We carefully planned a pre-procedural virtual simulation using virtual 3-D data (Fig. 5B). The postero-lateral approach was used and the appropriate angle and direction of the needle that reached the lower L5 anterolateral surface of the vertebral body from the entry point starting near the L4 vertebral body was investigated. The relative position of the C-arm was recorded when the needle was viewed as a point (Fig. 5C). The antero-posterior view of the virtual X-ray was saved, as shown in Fig. 5D. During the next visit of the patient, the C-arm angle was adjusted to obtain the same view as shown in Fig. 5C and inserted the actual 25-gauge needle as a point without difficulty (Fig. 5E). The location of the needle was confirmed with the contrast medium in the anteroposterior view as shown in Fig. 5F.

A 69-year-old woman visited the hospital complaining of pain in the left cheek that had begun suddenly and felt like stabbing and electric shock (as described by the patient).
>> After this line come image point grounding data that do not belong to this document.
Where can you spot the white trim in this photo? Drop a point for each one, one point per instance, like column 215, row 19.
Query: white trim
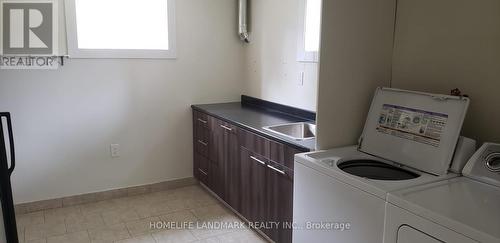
column 75, row 52
column 302, row 54
column 55, row 26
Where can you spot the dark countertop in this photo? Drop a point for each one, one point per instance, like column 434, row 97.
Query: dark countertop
column 253, row 118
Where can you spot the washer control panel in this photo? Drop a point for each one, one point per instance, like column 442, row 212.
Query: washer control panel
column 485, row 164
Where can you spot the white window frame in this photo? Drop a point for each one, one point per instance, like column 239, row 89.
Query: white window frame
column 302, row 54
column 75, row 52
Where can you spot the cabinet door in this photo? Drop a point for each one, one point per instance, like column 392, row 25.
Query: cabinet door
column 280, row 202
column 232, row 163
column 217, row 163
column 253, row 186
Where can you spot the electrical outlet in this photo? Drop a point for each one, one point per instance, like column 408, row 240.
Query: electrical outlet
column 301, row 79
column 115, row 150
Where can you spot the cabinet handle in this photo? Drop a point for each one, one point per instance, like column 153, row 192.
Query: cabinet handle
column 203, row 172
column 277, row 170
column 258, row 160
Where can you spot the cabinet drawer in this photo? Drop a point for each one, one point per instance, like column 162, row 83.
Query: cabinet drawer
column 255, row 143
column 280, row 170
column 201, row 140
column 283, row 154
column 200, row 168
column 200, row 119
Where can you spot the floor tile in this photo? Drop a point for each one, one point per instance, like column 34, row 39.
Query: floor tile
column 119, row 216
column 24, row 220
column 58, row 215
column 143, row 226
column 139, row 239
column 188, row 214
column 38, row 241
column 44, row 230
column 211, row 212
column 241, row 237
column 109, row 233
column 76, row 237
column 174, row 236
column 82, row 222
column 153, row 209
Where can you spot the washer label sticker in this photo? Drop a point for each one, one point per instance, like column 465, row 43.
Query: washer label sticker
column 416, row 125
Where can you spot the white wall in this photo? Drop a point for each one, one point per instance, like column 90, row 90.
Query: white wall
column 356, row 51
column 65, row 120
column 447, row 44
column 272, row 69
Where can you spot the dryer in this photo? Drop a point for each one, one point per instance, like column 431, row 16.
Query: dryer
column 460, row 210
column 409, row 139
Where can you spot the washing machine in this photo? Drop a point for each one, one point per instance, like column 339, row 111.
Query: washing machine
column 409, row 139
column 460, row 210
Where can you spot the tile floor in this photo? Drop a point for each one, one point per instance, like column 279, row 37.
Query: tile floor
column 128, row 220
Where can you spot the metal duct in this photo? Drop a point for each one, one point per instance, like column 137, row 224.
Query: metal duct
column 243, row 21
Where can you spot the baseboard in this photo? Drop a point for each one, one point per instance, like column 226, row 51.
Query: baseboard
column 30, row 207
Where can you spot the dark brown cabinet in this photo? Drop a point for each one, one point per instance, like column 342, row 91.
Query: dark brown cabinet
column 253, row 186
column 252, row 174
column 280, row 201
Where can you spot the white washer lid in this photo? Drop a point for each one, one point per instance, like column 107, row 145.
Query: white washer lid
column 416, row 129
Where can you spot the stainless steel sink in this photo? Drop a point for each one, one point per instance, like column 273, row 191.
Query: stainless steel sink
column 297, row 131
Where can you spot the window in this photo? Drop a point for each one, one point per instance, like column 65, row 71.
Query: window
column 121, row 28
column 309, row 37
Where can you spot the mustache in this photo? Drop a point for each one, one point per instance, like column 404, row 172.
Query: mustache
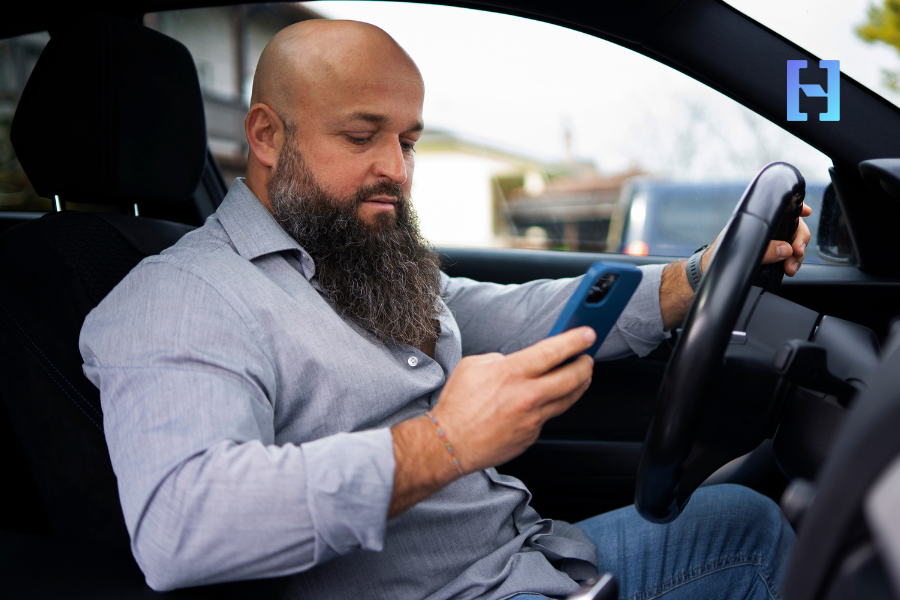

A pain a score of 8–9 was assigned by the patient on the numerical rating scale. The pain lasted for 1–2 minutes and became worse with cold stimuli and on eating. A diagnosis of trigeminal neuralgia was established and a Gasserian ganglion block was planned using an anterior approach to relieve the symptoms of the patient. However, in this procedure it is often challenging to identify the target point (i.e., the foramen ovale) even with aid of fluoroscopic guidance, and due to her degenerative changes near the target, there was a fear of injury to important nearby structures. A pre-procedural virtual simulation was attempted to understand the complex structures of the skull. The skull bone was embodied in a virtual simulation using head CT. After accurately positioning the needle in the foramen ovale (Fig. 6A and B), the virtual C-arm was adjusted to view the needles as a point and saved the lateral view (Fig. 6C and D).

Subsequently, when the patient visited the hospital, the foramen ovale was approached as implemented in the virtual simulation, and the procedure was performed easily without complications (Fig. 6E and F).